Maybe TurboTax isn’t as easy as it looked. Maybe you’re seduced by H&R Block’s claims that they save the average tax payer $1800. Maybe you just don’t know how categorize that shoebox of receipts you keep under your desk, but chances are, you’ve wondered whether you should hire professional help.
This tax season I bit the bullet and hired an accountant. I hired a guy who is both an accountant and a lawyer, and I figured that he would know enough loopholes and secret deductions to more than make up for his $375 price tag (for comparison purposes, H&R Block charges about $300 in San Francisco). That did not turn out to be the case, but I’m still glad I hired him.
It turns out, partially due to the research I’ve done for this blog, that I would have paid the right amount of taxes had I filed them myself. This meant, however, that I did not have a lot to explain to my accountant during our one-hour session and got to spend most of my time asking questions and receiving advice. Here are some of the things I learned:
- Unless you run a business that is really open to litigation, you may want to think twice before changing your sole proprietorship to an LLC. LLCs require a lot of paperwork and things like officers and meetings. Also, in California, the annual filing fee is $800, which is a lot more than your typical liability insurance premiums, so you’re better off just getting insured.
- Watch your inventory. You can only deduct the cost of inventory you sold last year, not all the inventory you bought.
- Always look out for standard deductions (like 48.5 cents/mile for car costs) and compare them to your itemized deductions. Very often one will be much higher than the other.
- If you use bookkeeping software like QuickBooks (which works great with TurboTax), file your taxes according to cash accounting reports, not accrual accounting reports.
- Gifts under $12,000 are always tax free for the recipient, so that birthday check from Grandma is not taxable income.
- You can’t deduct your home office if your self-employment income does not exceed your expenses, but the deductions keep carrying over from year to year until you post a profit, so keep track of them as they pile up.
In the end, the knowledge I gained from my meeting was well worth the expense. I am new to self-employment, and I liked having the peace of mind that I had prepared things correctly. Since next year will be my first year of inventory, I will probably hire my accountant one more time. In my third year of business, however, I am aiming to strike out on my own and file my taxes by myself.
I like QuickBooks
So why is “striking out and doing your own taxes” part of your third year business plan? Developing a long term professional relationship with an acountant is as important for your business as a good doctor is to your health. If your business grows at all, new and interesting challenges will arise which are better suited to the tax professional thus allowing you to remain focused on your business.
The short answer? Because I don’t want to pay for it. Though my business has grown, it is still a sole proprietorship with no employees and the same inventory/sales structure, etc. No new challenges have presented themselves as yet. At this point, my accountant does little besides entering the numbers I’ve prepared into the tax forms, which isn’t worth $400 to me. Perhaps I will hire him again in the future, when things have changed and I have more questions. Having taken some bookkeeping, accounting, and tax classes, however, I feel comfortable enough to do my own taxes this year.
You stated that LLC’s are complicated with a lot of paperwork. There is no paperwork with an LLC here in Arizona and in most states. You are not getting the right tax advice because you should make an S-election to have the LLC taxed as a corporation. If your business is netting at least $30,000 a year after expenses you will save several thousand dollars a year in self-employment taxes by setting up an S-corp. If your business is netting less than that there probably is no benefit and you should remain a sole proprietorship, but you may want to form an LLC for liability purposes. My fee for preparing a typical S-corp return ranges between $300-$500 depending on complexity.

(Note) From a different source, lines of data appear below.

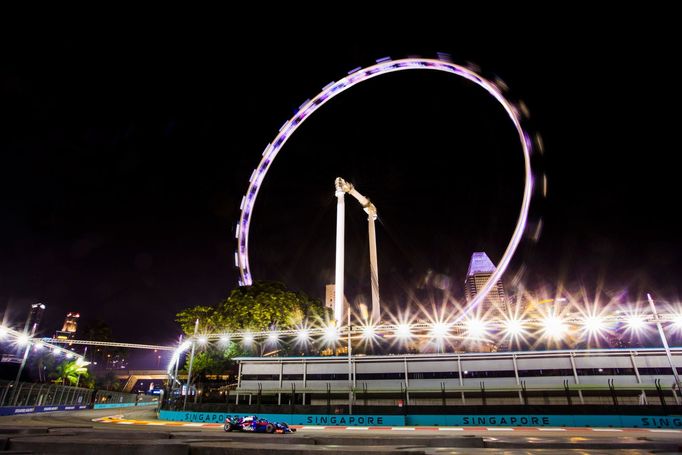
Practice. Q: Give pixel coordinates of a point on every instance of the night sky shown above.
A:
(124, 158)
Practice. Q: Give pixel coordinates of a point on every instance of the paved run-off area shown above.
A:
(138, 431)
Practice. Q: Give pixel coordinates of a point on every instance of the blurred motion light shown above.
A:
(593, 325)
(439, 330)
(513, 327)
(403, 331)
(23, 339)
(554, 327)
(635, 322)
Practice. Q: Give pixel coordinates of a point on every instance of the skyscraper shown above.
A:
(34, 318)
(69, 328)
(480, 270)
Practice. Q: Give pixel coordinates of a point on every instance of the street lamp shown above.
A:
(191, 361)
(665, 343)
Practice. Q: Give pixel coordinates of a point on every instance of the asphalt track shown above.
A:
(124, 425)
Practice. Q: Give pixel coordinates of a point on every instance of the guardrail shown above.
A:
(29, 398)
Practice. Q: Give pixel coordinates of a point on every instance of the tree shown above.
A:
(264, 305)
(72, 373)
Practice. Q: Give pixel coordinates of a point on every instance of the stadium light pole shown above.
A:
(350, 369)
(177, 364)
(21, 369)
(665, 344)
(191, 361)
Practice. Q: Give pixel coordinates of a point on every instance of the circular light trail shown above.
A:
(356, 76)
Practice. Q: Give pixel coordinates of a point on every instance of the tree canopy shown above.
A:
(264, 305)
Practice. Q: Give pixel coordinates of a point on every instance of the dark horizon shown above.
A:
(125, 160)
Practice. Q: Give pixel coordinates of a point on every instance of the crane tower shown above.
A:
(343, 187)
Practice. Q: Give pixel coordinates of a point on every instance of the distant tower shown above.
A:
(69, 328)
(480, 270)
(34, 318)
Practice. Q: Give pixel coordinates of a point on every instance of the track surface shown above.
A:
(534, 440)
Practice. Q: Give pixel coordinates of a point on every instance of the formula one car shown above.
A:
(255, 425)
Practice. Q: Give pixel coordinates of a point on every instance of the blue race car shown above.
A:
(255, 425)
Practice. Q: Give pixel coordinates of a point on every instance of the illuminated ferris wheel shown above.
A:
(516, 113)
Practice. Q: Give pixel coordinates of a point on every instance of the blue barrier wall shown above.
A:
(122, 405)
(16, 410)
(291, 419)
(444, 420)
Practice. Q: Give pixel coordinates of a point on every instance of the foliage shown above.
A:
(96, 330)
(109, 382)
(72, 373)
(261, 306)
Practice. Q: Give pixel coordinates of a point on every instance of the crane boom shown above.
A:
(342, 187)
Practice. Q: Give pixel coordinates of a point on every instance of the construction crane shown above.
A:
(343, 187)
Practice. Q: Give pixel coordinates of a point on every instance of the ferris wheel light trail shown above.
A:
(358, 75)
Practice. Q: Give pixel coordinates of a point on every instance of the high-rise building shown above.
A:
(69, 328)
(480, 270)
(34, 318)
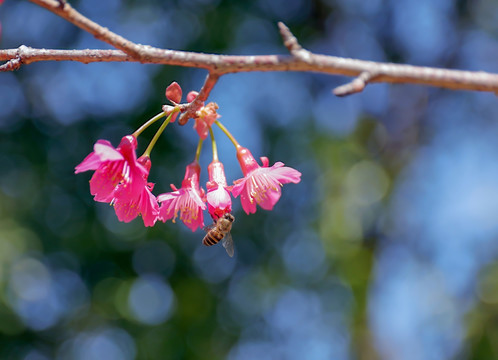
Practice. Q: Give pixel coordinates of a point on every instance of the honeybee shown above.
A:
(220, 230)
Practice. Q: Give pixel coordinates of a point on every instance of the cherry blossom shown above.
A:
(145, 204)
(218, 195)
(261, 185)
(113, 168)
(188, 200)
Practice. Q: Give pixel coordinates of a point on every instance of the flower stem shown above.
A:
(213, 143)
(198, 151)
(148, 123)
(158, 133)
(227, 133)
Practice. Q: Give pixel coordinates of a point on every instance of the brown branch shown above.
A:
(66, 11)
(225, 64)
(218, 65)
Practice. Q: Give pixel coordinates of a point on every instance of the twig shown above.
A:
(189, 111)
(66, 11)
(225, 64)
(356, 85)
(218, 65)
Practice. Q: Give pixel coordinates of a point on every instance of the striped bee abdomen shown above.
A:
(212, 237)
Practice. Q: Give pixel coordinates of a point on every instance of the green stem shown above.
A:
(213, 143)
(198, 151)
(227, 133)
(148, 123)
(158, 134)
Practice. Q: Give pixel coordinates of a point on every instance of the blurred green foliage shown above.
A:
(307, 277)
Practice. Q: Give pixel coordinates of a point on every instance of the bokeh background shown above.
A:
(387, 249)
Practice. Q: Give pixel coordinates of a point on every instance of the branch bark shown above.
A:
(299, 59)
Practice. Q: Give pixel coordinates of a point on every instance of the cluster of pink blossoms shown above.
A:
(121, 179)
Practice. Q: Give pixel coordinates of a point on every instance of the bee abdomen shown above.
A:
(212, 238)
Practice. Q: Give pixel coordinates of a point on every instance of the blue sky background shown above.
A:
(386, 249)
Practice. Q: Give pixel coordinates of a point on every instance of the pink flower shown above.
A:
(261, 185)
(188, 200)
(128, 208)
(204, 119)
(114, 167)
(218, 196)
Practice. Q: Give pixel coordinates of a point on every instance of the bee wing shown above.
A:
(208, 227)
(227, 243)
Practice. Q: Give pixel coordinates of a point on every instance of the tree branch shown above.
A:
(299, 59)
(225, 64)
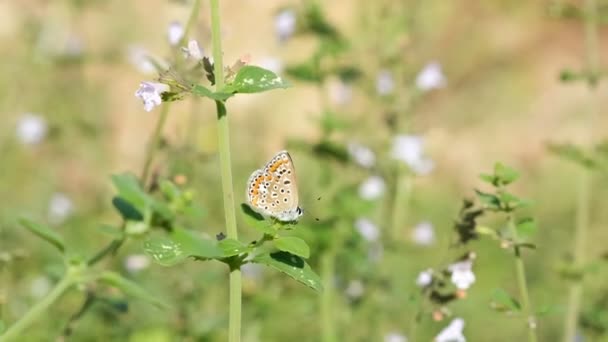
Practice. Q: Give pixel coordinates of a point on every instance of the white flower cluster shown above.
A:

You’re right, perhaps I wasn’t clear in the post above. From what I understand, it’s the S Corporation (or C Corporation) set up that is somewhat costly and time-consuming, and it does require more forms at tax time than filing as a sole proprietorship. Maybe as you say this is only true in California. If I’m wrong about this, please let me know.
You are also right that an LLC provides liability protection. As I said above, due the annual filing fee in California, being an LLC is more costly for me than just buying comparable insurance, which I why I encourage people with minimally risky businesses to think twice before incorporating–but I don’t assert that it is a bad option across the board. Maybe this wasn’t clear either.
As far as tax savings go, I know you can save on self-employment taxes as an S-Corp shareholder, but that an S-Corp is taxed the same as a sole proprietorship. If you are a sole prop. like me then, are there any tax savings if you are the only shareholder in your company? Does anyone know the answer to this?